The recommended commercial dosage of MitoQ is 10 mg per day (taken from the manufacturer's website); however, most of the included studies met or exceeded the recommended doses, acknowledging the extrapolation a human recommendation to animal studies is difficult. MitoQ achieves action by means of its TPP cation, which is transported into mitochondrial matrix by means of membrane potential [42]. Once within the mitochondria, it is reduced to ubiquinol by respiratory chain complex II and is now able to provide an antioxidative effect by electron exchange with oxidative species. However, the bioavailability of the molecule must be taken into consideration: as MitoQ is consumed orally and so is subjected to first pass metabolism [43] of the liver and stomach, meaning the quantity of supplement reaching the systemic circulation will be decreased from the full dosage. Bioavailability and delivery to site of action have been established and cited in the literature, at least in vivo [44]; however, delivery of MitoQ to skeletal muscle mitochondria in human participants has not yet been conducted.

It must be noted that all studies supplied MitoQ under conditions of stress; however, this in turn may raise the amount of reactive oxygen species in subjects due to chronic psychoemotional stress [45]. Due to this, ROS concentrations may be influenced depending on the length of study and also the study model, whose characteristics such as animal caging condition, lighting, feeding regularity, and human interactions may contribute to variable degrees of the aforementioned psychoemotional stress. Living conditions of the animal subjects is therefore an important variable of consideration; however, the effect does not appear to be significant as study designs, as reported in the articles, note similar patterns: namely, standard rodent chow, drinking water ad-libitum, and 12-hour light/dark cycle. This model is unlikely to represent the typical consumer of the MitoQ supplement and so raises the question as to whether MitoQ effect would change when applied to the human model.

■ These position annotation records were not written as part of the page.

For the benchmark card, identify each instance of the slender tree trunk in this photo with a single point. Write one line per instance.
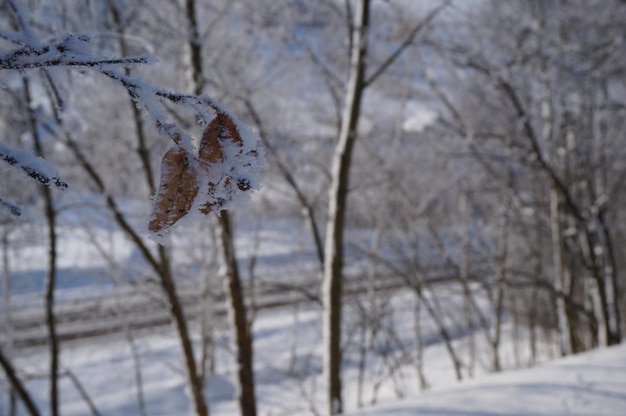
(50, 214)
(559, 274)
(333, 253)
(419, 347)
(232, 282)
(239, 322)
(162, 265)
(17, 385)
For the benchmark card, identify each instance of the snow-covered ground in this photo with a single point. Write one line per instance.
(288, 356)
(289, 382)
(590, 384)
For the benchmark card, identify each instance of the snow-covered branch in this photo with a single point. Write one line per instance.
(35, 167)
(70, 51)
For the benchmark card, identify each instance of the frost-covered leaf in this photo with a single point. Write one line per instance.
(227, 166)
(221, 140)
(177, 190)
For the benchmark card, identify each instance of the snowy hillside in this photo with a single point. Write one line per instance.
(588, 384)
(289, 381)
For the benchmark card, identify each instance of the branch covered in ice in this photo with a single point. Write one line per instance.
(212, 178)
(70, 51)
(35, 167)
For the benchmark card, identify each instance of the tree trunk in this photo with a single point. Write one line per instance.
(50, 214)
(559, 273)
(333, 253)
(232, 282)
(239, 322)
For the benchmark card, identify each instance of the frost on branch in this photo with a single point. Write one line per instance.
(225, 169)
(33, 166)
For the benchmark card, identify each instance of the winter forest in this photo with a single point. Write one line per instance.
(312, 207)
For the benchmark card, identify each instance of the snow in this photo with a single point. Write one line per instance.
(593, 383)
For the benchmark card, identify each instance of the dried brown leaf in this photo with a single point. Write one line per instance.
(177, 190)
(221, 129)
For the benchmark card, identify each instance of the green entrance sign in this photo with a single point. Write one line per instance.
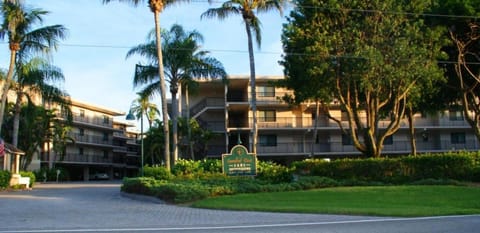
(239, 162)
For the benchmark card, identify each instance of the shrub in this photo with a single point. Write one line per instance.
(5, 179)
(180, 193)
(314, 182)
(451, 165)
(158, 173)
(187, 168)
(46, 174)
(31, 175)
(274, 173)
(457, 166)
(211, 165)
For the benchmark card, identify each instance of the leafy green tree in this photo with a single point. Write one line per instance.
(183, 61)
(248, 9)
(460, 18)
(369, 54)
(19, 26)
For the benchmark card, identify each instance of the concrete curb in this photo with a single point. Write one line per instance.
(144, 198)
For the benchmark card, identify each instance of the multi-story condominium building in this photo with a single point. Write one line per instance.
(101, 145)
(285, 133)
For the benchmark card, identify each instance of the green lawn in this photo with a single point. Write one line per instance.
(406, 201)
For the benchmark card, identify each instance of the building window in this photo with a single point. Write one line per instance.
(388, 140)
(267, 116)
(268, 140)
(106, 120)
(266, 91)
(455, 115)
(344, 116)
(346, 139)
(457, 138)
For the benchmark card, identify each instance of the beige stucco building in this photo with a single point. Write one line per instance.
(285, 133)
(101, 144)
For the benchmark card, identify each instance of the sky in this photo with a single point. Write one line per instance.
(93, 60)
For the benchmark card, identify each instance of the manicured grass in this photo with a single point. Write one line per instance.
(405, 201)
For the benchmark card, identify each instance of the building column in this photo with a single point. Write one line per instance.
(86, 173)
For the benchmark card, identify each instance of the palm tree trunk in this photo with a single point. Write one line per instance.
(16, 120)
(253, 102)
(411, 127)
(6, 86)
(314, 139)
(187, 104)
(163, 92)
(173, 91)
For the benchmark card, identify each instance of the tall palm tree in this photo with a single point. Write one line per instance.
(248, 10)
(18, 24)
(143, 107)
(183, 61)
(36, 77)
(157, 6)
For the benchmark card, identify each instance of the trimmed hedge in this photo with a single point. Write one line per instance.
(457, 166)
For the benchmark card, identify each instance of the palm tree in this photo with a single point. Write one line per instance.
(142, 106)
(248, 9)
(18, 23)
(36, 78)
(157, 6)
(183, 61)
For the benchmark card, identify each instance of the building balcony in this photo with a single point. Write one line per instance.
(338, 149)
(324, 123)
(92, 139)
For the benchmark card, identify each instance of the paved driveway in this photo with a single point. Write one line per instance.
(100, 207)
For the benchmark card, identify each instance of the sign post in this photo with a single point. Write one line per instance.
(239, 162)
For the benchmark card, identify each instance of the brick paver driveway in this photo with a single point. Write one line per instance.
(100, 207)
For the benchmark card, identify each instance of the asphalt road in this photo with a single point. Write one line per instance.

MitoQ appears to require a high level of dosage to induce toxicity. When administered through intravenous means, animals subject to MitoQ treatment are able to be given up to 20 mg MitoQ/kg without any toxicity [44]. Orally, animals fed with MitoQ dissolved in drinking water at 500 μM (339 mg) had no adverse effects, though toxicity was reported after 10 days of intervention at a dosage of greater than 2 mM (1357 mg) [46]. This indicates that MitoQ is well tolerated and that the commercial dosage of the product is well within the therapeutic range. Interestingly, rats fed with 500 μM MitoQ over a 6-month period were reported to have an accumulation of MitoQ in the heart (113 pmol/g) and liver (20 pmol/g) [44]. Therefore, it appears that MitoQ has promise in targeting ROS production associated with heart failure—though caution would be advisable in those conditions as the effects of MitoQ on cardiac rhythm upon ischemia are unknown.

6. Conclusion

This is the first systematic review and meta-analysis of the effects of MitoQ on oxidative stress age-related outcomes. The findings demonstrate that MitoQ intervention may reduce nitrotyrosine concentration and improve mitochondrial function as measured by membrane potential. While protein carbonyl concentrations were lower with MitoQ treatment, the results were insignificant. Animal studies were primarily used in this review, as important preclinical data; however, these results give further basis and direction for human clinical trials.